Assemble your labor. Put two kids on the sugar/shortening. Two others can do the banana/egg mix, and two can do dry ingredients. You are command central, setting everyone up for success and making sure measuring cups are level and eggshells don’t get into the mix. Send one kid to pick a lime to make the sour milk. If its nap time and you only have big kids, you will gain efficiency but lose some of the thrill of it all. Whatever you do, don’t let them pour the batter in, that’s gotta be you. If you go too thin, you’ll burn, too thick and you get a burnt bottom and a mushy top.
Fire. The best time to make a cake is late in the afternoon when the evening rice is almost finished getting a light brown crusty layer on top and the coals are glowing red. This saves you the money and hassle of starting your own fire. Why let good hot coals go to waste? Make a cake! Just sift through the ashes with a metal slotted spoon to find the perfect gems and start putting them in the clay oven. Preheat? What’s that? Break up your coals so they are an even size. That way your cake pan, or whatever vessel you are using, rests nicely on them.
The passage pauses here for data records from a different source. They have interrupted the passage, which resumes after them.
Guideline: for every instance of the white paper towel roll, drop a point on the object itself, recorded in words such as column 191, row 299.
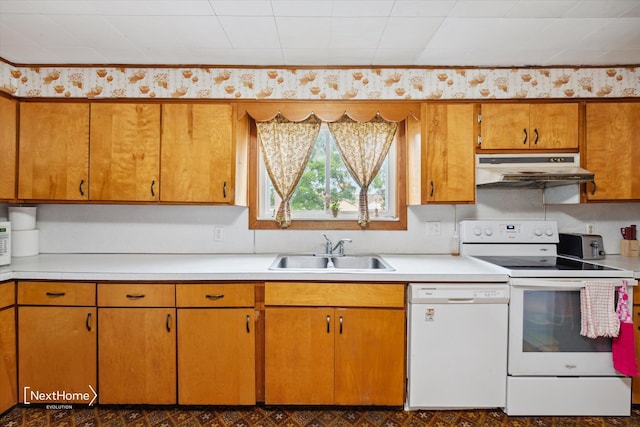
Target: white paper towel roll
column 25, row 243
column 22, row 218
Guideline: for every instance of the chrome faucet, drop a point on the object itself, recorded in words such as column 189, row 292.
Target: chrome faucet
column 329, row 249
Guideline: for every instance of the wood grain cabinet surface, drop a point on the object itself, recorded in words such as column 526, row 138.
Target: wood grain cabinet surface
column 197, row 162
column 321, row 354
column 8, row 148
column 517, row 126
column 8, row 361
column 53, row 151
column 56, row 342
column 613, row 150
column 125, row 152
column 449, row 135
column 136, row 343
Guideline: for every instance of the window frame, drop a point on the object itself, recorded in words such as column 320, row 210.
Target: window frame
column 398, row 223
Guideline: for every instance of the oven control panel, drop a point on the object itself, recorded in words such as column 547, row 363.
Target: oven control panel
column 508, row 231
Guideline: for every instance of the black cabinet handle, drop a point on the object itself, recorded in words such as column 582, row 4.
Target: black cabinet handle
column 56, row 294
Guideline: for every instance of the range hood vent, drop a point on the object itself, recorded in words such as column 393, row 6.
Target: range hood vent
column 530, row 170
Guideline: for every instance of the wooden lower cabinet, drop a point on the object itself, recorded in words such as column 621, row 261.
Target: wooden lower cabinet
column 57, row 352
column 334, row 355
column 137, row 348
column 56, row 342
column 216, row 356
column 8, row 361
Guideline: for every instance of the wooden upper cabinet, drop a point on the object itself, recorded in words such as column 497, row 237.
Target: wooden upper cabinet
column 125, row 152
column 613, row 150
column 54, row 151
column 517, row 126
column 197, row 162
column 449, row 133
column 8, row 113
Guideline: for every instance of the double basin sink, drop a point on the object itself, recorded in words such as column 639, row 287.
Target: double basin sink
column 329, row 262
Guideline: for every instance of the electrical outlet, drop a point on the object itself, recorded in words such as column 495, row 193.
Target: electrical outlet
column 433, row 228
column 218, row 234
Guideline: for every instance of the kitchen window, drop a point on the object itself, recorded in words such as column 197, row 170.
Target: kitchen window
column 327, row 191
column 326, row 180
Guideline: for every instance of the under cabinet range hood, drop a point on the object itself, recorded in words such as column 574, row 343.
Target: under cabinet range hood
column 530, row 170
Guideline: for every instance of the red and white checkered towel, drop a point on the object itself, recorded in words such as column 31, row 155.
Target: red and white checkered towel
column 597, row 303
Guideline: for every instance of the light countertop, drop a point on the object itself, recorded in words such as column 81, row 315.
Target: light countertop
column 186, row 267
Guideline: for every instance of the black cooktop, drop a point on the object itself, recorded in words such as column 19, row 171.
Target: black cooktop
column 542, row 263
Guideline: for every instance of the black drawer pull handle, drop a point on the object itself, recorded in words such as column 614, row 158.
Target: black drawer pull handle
column 56, row 294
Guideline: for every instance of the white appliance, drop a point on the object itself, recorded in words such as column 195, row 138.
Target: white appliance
column 457, row 345
column 552, row 369
column 5, row 243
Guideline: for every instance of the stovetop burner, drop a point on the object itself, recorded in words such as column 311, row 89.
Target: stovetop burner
column 542, row 263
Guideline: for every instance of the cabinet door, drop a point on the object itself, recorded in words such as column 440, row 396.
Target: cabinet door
column 8, row 109
column 216, row 357
column 553, row 126
column 54, row 151
column 613, row 150
column 505, row 126
column 448, row 153
column 197, row 162
column 125, row 152
column 57, row 351
column 137, row 363
column 8, row 363
column 299, row 355
column 370, row 362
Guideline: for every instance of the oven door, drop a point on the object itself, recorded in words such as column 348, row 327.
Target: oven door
column 544, row 331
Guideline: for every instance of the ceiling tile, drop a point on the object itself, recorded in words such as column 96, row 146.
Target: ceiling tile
column 250, row 32
column 411, row 8
column 409, row 32
column 310, row 33
column 242, row 7
column 356, row 32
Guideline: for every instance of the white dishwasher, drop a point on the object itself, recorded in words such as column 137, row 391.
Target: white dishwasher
column 457, row 345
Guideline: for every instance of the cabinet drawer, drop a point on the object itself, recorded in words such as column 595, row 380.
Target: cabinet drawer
column 215, row 295
column 7, row 294
column 334, row 294
column 57, row 293
column 136, row 295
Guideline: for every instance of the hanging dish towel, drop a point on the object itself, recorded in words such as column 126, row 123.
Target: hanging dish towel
column 623, row 346
column 599, row 318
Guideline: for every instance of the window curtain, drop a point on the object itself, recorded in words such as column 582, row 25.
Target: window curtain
column 363, row 147
column 286, row 147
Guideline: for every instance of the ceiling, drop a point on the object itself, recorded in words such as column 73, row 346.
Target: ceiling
column 362, row 33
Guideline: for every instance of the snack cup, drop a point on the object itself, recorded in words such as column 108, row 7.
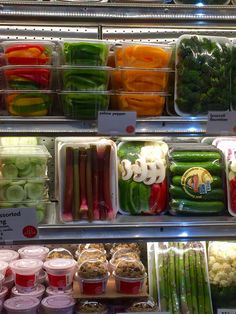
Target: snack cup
column 58, row 304
column 129, row 285
column 26, row 273
column 21, row 305
column 93, row 286
column 60, row 272
column 34, row 252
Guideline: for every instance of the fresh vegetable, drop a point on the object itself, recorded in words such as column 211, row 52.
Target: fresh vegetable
column 203, row 75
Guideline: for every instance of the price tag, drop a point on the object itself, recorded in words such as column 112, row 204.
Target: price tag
column 18, row 224
column 221, row 122
column 117, row 122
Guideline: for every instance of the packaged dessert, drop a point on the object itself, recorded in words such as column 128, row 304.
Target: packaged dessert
column 22, row 305
column 142, row 177
column 196, row 180
column 87, row 180
column 93, row 277
column 26, row 273
column 85, row 52
column 60, row 273
column 203, row 66
column 58, row 304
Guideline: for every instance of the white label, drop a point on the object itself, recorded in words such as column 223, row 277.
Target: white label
column 221, row 122
column 18, row 224
column 117, row 122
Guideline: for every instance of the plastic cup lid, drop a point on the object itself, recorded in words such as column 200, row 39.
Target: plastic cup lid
column 60, row 263
column 58, row 302
column 8, row 255
column 21, row 303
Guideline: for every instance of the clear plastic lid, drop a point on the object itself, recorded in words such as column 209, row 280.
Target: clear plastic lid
column 93, row 269
column 58, row 302
column 8, row 255
column 21, row 303
column 26, row 266
column 34, row 251
column 130, row 269
column 60, row 264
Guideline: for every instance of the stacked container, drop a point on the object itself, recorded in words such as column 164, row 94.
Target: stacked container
column 141, row 77
column 84, row 78
column 27, row 74
column 23, row 178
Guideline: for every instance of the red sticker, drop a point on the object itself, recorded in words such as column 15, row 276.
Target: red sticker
column 30, row 232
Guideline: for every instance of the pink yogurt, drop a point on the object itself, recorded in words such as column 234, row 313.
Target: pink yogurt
column 26, row 274
column 34, row 252
column 59, row 304
column 60, row 273
column 38, row 292
column 22, row 305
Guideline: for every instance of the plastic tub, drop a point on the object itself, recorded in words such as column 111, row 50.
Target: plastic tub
column 34, row 252
column 26, row 273
column 28, row 78
column 29, row 103
column 75, row 78
column 84, row 105
column 22, row 305
column 60, row 272
column 38, row 292
column 61, row 304
column 85, row 52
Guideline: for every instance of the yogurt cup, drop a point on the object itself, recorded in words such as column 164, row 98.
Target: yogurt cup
column 38, row 292
column 26, row 273
column 60, row 273
column 21, row 305
column 58, row 304
column 34, row 252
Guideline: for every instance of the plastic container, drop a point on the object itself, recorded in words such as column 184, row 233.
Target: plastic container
column 22, row 305
column 202, row 88
column 26, row 273
column 34, row 252
column 142, row 170
column 76, row 78
column 85, row 52
column 38, row 292
column 61, row 304
column 84, row 105
column 60, row 273
column 196, row 180
column 27, row 52
column 29, row 103
column 28, row 78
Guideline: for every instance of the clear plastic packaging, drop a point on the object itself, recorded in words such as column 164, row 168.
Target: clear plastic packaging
column 142, row 177
column 85, row 52
column 84, row 105
column 203, row 75
column 34, row 252
column 183, row 283
column 60, row 304
column 28, row 78
column 60, row 273
column 76, row 78
column 196, row 180
column 29, row 103
column 26, row 273
column 222, row 273
column 22, row 305
column 90, row 165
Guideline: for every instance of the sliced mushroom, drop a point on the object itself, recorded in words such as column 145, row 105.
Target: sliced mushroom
column 126, row 169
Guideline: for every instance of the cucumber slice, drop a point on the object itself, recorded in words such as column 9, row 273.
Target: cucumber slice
column 9, row 171
column 15, row 193
column 35, row 191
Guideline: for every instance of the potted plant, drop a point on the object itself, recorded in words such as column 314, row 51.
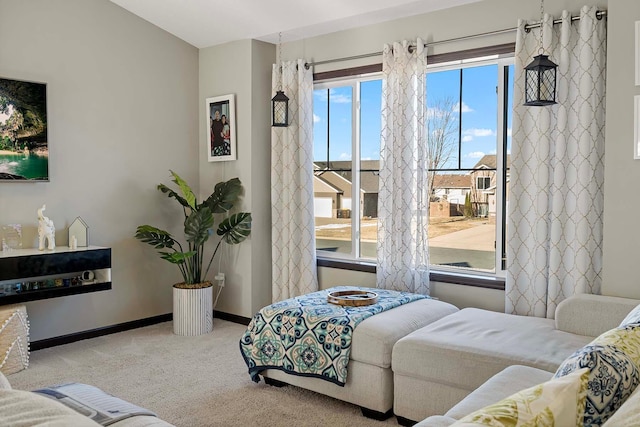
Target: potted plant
column 193, row 298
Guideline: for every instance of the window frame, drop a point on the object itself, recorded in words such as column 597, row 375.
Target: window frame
column 495, row 279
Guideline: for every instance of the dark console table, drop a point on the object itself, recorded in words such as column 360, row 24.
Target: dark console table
column 31, row 274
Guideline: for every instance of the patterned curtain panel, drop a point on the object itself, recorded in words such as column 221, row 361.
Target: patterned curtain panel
column 292, row 221
column 403, row 251
column 557, row 171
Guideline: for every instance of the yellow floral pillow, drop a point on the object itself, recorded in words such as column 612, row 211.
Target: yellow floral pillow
column 556, row 403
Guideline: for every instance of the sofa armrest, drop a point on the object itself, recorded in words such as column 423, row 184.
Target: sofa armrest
column 591, row 315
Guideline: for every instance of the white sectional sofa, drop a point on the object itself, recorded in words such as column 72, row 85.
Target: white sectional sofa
column 370, row 380
column 439, row 365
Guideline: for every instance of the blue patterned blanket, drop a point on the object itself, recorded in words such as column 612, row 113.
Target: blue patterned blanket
column 308, row 336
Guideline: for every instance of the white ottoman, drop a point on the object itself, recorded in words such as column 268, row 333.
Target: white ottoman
column 370, row 379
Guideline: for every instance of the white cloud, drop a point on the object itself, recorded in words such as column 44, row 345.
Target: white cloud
column 478, row 132
column 339, row 98
column 476, row 155
column 465, row 108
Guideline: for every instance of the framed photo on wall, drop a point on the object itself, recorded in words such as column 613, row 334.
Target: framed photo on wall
column 221, row 130
column 24, row 146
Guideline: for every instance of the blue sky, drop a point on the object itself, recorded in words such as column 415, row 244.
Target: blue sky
column 479, row 109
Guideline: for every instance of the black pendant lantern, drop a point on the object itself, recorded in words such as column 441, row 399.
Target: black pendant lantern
column 280, row 102
column 540, row 82
column 540, row 76
column 280, row 110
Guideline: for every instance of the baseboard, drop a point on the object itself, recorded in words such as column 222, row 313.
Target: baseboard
column 121, row 327
column 231, row 317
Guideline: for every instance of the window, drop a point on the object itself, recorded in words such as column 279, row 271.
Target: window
column 468, row 126
column 483, row 182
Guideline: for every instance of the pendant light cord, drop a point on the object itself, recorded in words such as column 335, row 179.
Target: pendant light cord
column 541, row 50
column 279, row 59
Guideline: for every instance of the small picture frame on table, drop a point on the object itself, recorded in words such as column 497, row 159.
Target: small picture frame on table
column 221, row 128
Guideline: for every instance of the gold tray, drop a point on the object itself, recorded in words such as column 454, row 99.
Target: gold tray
column 352, row 298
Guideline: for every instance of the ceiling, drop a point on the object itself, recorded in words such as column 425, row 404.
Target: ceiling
column 205, row 23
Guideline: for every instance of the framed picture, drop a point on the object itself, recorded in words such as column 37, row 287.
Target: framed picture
column 24, row 146
column 221, row 131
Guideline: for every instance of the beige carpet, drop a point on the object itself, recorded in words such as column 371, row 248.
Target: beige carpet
column 188, row 381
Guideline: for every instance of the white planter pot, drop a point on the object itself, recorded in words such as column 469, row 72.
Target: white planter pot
column 192, row 311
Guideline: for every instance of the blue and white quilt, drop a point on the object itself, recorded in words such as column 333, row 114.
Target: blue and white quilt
column 308, row 336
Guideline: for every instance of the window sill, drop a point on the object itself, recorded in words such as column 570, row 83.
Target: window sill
column 465, row 279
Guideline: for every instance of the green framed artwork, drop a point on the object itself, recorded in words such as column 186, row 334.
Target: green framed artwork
column 24, row 146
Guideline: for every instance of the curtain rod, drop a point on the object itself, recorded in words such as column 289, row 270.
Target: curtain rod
column 599, row 14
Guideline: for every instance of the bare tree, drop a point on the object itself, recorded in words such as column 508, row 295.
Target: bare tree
column 441, row 131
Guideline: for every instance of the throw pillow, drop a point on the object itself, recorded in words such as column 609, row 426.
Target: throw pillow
column 613, row 376
column 625, row 339
column 632, row 318
column 629, row 414
column 558, row 402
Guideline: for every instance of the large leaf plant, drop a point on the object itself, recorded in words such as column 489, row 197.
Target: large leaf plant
column 198, row 227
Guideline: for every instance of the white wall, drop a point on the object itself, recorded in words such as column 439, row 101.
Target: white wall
column 242, row 68
column 122, row 111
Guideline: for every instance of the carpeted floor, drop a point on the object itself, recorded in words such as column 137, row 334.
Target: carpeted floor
column 187, row 381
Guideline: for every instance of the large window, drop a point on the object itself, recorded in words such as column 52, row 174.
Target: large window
column 468, row 126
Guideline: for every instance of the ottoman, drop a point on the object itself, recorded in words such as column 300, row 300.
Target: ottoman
column 370, row 379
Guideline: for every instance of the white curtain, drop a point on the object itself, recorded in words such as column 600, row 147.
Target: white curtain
column 403, row 251
column 557, row 171
column 292, row 220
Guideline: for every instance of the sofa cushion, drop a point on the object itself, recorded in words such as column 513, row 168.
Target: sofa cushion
column 613, row 376
column 23, row 408
column 468, row 347
column 591, row 315
column 558, row 402
column 374, row 337
column 632, row 318
column 436, row 421
column 505, row 383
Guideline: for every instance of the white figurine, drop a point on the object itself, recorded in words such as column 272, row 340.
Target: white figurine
column 46, row 230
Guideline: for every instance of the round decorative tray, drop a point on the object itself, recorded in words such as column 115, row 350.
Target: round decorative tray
column 352, row 298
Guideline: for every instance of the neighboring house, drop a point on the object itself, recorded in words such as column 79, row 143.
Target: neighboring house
column 483, row 185
column 332, row 189
column 340, row 179
column 451, row 187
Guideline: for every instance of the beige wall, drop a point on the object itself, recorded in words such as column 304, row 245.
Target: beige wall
column 126, row 103
column 122, row 111
column 622, row 173
column 248, row 75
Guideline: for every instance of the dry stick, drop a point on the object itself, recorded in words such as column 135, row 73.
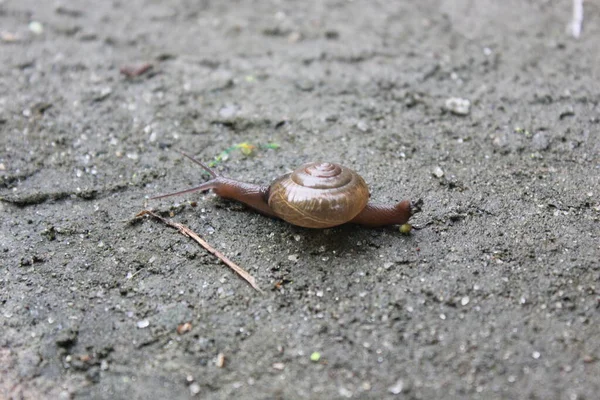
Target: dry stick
column 189, row 233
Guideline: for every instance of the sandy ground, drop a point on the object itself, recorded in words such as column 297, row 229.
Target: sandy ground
column 498, row 296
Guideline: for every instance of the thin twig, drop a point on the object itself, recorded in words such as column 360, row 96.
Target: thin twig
column 189, row 233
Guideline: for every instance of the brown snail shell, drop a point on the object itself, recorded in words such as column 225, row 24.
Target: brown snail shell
column 318, row 195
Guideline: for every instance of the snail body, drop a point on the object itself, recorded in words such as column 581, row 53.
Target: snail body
column 316, row 195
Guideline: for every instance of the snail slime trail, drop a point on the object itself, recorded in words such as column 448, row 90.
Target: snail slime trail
column 316, row 195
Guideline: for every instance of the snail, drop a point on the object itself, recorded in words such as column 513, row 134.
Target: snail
column 316, row 195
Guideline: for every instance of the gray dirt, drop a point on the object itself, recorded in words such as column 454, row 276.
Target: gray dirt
column 497, row 296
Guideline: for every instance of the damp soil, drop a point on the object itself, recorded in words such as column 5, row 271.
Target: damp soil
column 496, row 296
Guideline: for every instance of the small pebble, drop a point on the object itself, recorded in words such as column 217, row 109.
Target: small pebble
column 458, row 106
column 36, row 27
column 397, row 387
column 194, row 389
column 143, row 324
column 438, row 172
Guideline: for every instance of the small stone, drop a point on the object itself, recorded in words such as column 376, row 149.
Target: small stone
column 458, row 106
column 143, row 324
column 36, row 27
column 194, row 389
column 362, row 126
column 347, row 393
column 228, row 111
column 397, row 387
column 220, row 360
column 540, row 141
column 405, row 229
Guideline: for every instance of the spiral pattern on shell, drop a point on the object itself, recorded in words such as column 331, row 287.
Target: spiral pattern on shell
column 319, row 195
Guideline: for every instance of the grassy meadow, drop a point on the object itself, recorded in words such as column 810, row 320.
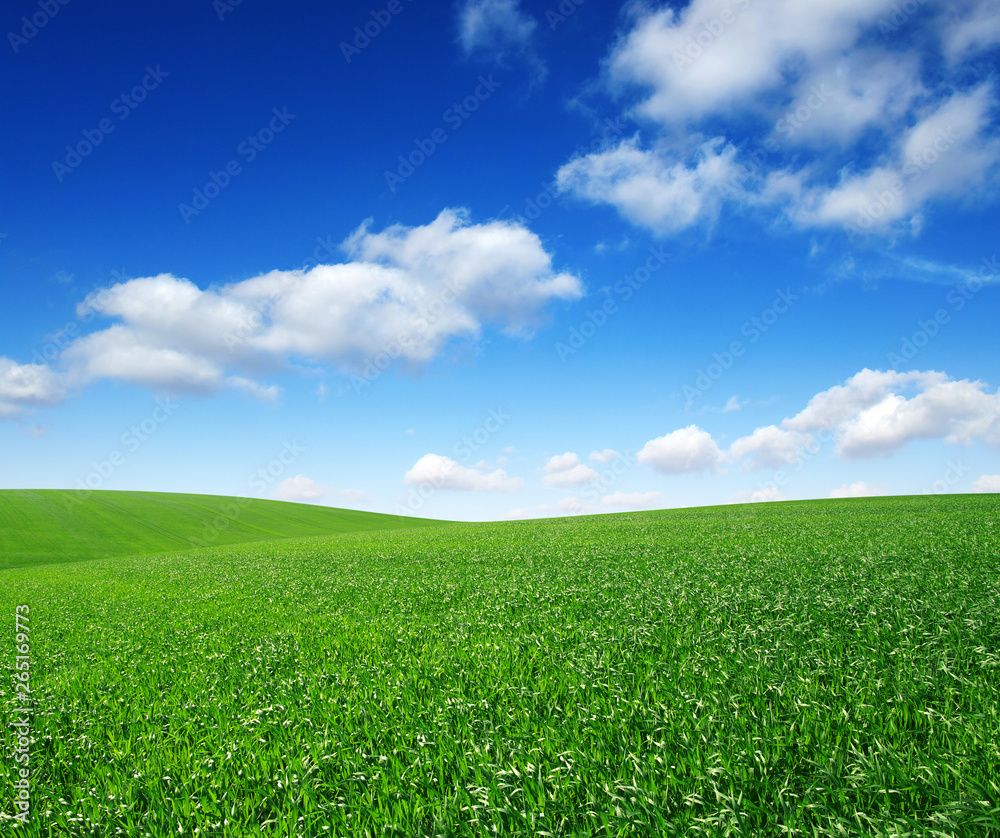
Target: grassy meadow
column 794, row 669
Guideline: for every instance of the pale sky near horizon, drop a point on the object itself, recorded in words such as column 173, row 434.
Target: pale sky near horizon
column 499, row 258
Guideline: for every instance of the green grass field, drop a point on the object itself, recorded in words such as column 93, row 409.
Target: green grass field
column 795, row 669
column 40, row 526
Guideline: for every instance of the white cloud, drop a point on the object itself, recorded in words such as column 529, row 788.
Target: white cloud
column 654, row 189
column 440, row 472
column 717, row 55
column 576, row 506
column 575, row 476
column 489, row 24
column 768, row 447
column 26, row 386
column 839, row 101
column 838, row 124
column 988, row 483
column 633, row 500
column 859, row 489
column 497, row 30
column 355, row 495
column 685, row 450
column 404, row 295
column 970, row 27
column 945, row 154
column 561, row 462
column 299, row 489
column 874, row 413
column 765, row 495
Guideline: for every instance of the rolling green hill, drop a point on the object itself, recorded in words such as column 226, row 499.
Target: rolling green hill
column 784, row 669
column 52, row 525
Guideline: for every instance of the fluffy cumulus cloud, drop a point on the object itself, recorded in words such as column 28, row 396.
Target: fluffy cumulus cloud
column 768, row 447
column 27, row 386
column 663, row 191
column 988, row 483
column 565, row 470
column 873, row 414
column 689, row 449
column 498, row 30
column 402, row 296
column 858, row 489
column 306, row 490
column 765, row 495
column 300, row 489
column 440, row 472
column 850, row 114
column 633, row 500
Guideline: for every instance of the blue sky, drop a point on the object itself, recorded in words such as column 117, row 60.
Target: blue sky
column 499, row 258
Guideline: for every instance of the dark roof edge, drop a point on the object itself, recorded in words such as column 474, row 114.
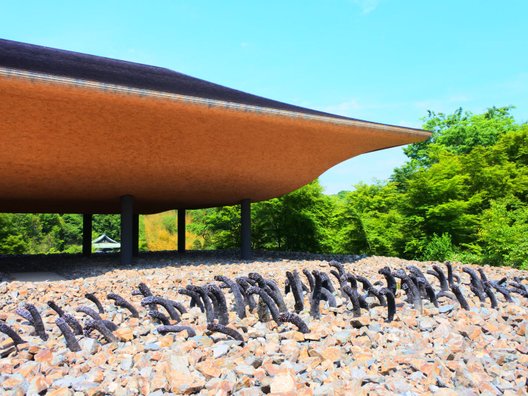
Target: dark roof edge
column 90, row 68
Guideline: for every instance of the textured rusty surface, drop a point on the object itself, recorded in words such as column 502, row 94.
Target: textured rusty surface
column 70, row 148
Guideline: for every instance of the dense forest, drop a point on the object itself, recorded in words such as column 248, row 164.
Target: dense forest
column 462, row 195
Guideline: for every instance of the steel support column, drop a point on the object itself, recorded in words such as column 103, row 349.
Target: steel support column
column 135, row 235
column 87, row 234
column 245, row 229
column 181, row 230
column 127, row 226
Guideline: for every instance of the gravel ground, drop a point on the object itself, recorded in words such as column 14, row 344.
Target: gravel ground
column 445, row 350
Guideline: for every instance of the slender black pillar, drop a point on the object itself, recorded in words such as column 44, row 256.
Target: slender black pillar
column 127, row 226
column 245, row 229
column 87, row 234
column 181, row 230
column 135, row 235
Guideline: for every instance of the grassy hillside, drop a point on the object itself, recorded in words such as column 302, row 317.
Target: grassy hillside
column 161, row 231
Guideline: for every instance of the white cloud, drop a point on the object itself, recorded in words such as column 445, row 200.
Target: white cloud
column 366, row 6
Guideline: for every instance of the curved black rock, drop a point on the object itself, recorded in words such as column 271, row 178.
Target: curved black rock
column 296, row 320
column 175, row 329
column 214, row 327
column 71, row 341
column 121, row 302
column 96, row 301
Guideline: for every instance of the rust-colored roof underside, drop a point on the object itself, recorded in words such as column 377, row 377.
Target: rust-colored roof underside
column 67, row 146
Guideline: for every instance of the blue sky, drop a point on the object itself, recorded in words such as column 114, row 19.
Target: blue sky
column 380, row 60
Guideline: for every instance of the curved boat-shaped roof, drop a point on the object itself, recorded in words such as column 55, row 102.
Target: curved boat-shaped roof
column 79, row 131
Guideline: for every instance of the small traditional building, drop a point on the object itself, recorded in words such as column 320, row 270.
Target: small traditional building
column 105, row 244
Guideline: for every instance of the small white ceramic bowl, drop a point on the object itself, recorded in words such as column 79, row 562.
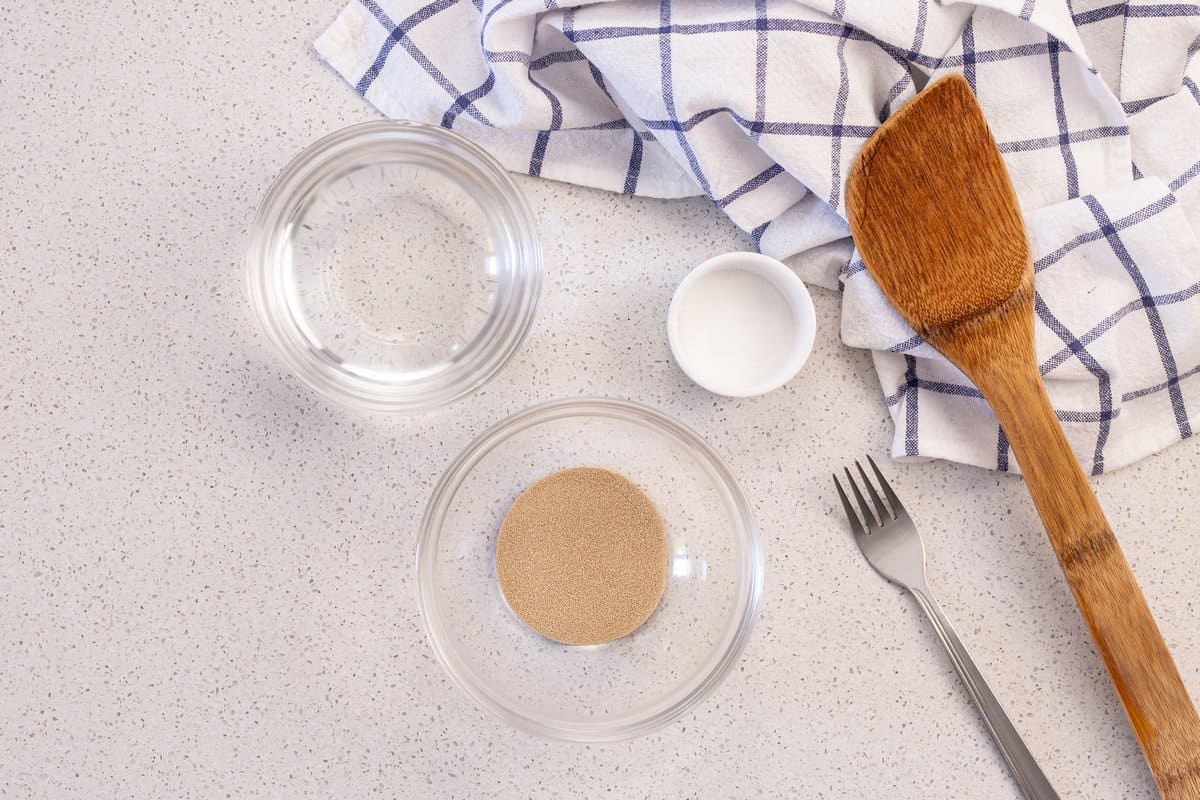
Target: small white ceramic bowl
column 741, row 324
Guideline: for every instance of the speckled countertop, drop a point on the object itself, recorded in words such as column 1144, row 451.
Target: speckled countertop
column 205, row 571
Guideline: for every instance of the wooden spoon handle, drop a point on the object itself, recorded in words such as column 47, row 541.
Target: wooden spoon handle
column 1099, row 576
The last thing you want is a sloping cake. Put a cookie sheet on top and more coals on that so it cooks evenly. Fashion a door for the mouth of the oven out of something flat and prop it up with the aforementioned slotted spoon. Do not even look at the time, as that could lead to overconfidence. Watch your cake like a new mom watches her baby sleep. Is it too hot on the bottom? Is the top getting cooked? Keep your tongs handy for coal rearrangement when needed. Smells go up the chimney so if you smell anything burning, the game is already over. By the time you get to batch number three your coals will be very tired out. You may have to go for the ‘Tanzanian microwave’ at this point. Spark up the gas stove and put some coals right in the flames. Take them out with your trusty tongs, blow on them to get them going and then add them on top or bottom as needed. Do the fork test. Done.
It should be about dinner time. Perfect. If it’s not somebody’s birthday, the kids will pretend it is anyway and will feed each other cake like everybody is a bride and groom. That’s just the way we do it in Tanzania.